Wing, a New York State Trooper who has served in the 1108th since 2016, said he joined the EOD world because of the challenge.
“It is more than logistics and transportation and I didn’t really want to kick down doors and shoot at people. I wanted something a little bit more,” he said.
Wing and Contini deployed with the 1108th to Kuwait in 2021. They dealt with unexploded ordnance there and in Iraq and Syria.
Twenty years of battling insurgencies in Iraq and Afghanistan have made it seem like EOD Soldiers only deal with improvised explosive devices (IEDs), Contini said. But that is only one of their responsibilities.
“When you are going to school for 11 months, it is only about a month-and-a-half that is focused on IEDs,“ he said.
EOD Soldiers must know how to handle unexploded submunitions left behind by anti-armor artillery shells, minefields, chemical and biological landmines, rounds stuck in artillery tubes, discarded grenades, and ammunition left over from a war 20 or 50 years ago, Wing said.

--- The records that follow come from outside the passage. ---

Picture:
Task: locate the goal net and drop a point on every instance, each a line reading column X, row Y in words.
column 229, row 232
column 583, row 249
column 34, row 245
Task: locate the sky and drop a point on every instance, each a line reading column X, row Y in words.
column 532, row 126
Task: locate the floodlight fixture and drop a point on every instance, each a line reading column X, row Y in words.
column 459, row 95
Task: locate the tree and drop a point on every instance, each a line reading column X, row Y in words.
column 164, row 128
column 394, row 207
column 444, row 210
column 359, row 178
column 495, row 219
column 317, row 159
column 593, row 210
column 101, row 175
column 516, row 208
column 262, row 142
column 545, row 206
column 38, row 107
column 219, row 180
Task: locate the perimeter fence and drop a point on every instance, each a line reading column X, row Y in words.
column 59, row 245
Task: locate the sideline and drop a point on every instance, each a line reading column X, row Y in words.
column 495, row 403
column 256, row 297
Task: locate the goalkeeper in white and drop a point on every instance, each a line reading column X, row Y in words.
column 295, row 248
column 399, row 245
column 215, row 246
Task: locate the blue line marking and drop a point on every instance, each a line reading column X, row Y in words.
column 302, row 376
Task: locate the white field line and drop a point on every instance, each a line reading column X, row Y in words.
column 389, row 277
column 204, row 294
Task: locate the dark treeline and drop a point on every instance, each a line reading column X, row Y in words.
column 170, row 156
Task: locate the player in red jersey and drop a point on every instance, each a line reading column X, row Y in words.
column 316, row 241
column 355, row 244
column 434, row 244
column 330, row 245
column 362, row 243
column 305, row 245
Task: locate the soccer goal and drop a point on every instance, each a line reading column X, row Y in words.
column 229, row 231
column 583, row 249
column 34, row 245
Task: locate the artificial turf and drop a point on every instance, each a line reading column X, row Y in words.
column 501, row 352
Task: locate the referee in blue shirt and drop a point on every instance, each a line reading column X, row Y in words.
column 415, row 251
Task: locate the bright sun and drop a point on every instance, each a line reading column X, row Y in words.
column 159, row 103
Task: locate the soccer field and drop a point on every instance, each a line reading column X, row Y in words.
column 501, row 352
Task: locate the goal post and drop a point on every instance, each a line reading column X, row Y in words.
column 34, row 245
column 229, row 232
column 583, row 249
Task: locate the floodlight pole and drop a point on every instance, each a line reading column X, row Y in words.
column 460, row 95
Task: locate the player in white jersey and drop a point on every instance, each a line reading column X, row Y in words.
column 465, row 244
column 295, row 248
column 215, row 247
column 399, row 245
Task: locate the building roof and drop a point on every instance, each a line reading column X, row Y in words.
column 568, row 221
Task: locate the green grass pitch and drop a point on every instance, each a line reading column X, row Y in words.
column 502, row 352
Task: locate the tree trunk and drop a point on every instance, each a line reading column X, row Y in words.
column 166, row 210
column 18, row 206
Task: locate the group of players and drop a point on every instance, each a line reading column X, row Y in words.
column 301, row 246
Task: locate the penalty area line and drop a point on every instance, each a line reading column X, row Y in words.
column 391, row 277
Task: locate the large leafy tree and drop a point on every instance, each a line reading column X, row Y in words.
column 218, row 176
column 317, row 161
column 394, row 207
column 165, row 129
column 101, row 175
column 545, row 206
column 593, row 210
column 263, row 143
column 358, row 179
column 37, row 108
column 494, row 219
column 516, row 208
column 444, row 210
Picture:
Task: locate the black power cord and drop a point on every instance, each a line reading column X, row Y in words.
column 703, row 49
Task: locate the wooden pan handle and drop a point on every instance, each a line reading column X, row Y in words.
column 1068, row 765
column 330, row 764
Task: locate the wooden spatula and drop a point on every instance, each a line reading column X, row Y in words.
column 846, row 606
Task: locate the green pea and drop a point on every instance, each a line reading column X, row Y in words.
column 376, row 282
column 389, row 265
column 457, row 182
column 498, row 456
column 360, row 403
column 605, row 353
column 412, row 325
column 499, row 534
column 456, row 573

The competition scenarios reflected the variety of challenges EOD Soldiers face.
In one event, they had to clear a path to a disabled M2 Bradley Fighting Vehicle, check the crew inside for injuries and treat them, download ammunition from the Bradley and recover the vehicle.
The rule of thumb is that where there is one landmine, there are usually five more, Contini said. In this case, there were 10 more.
While they didn’t win, Wing and Contini said they were glad to be picked to participate.
“This was essentially a free training event with really high-quality training and tools,” he said.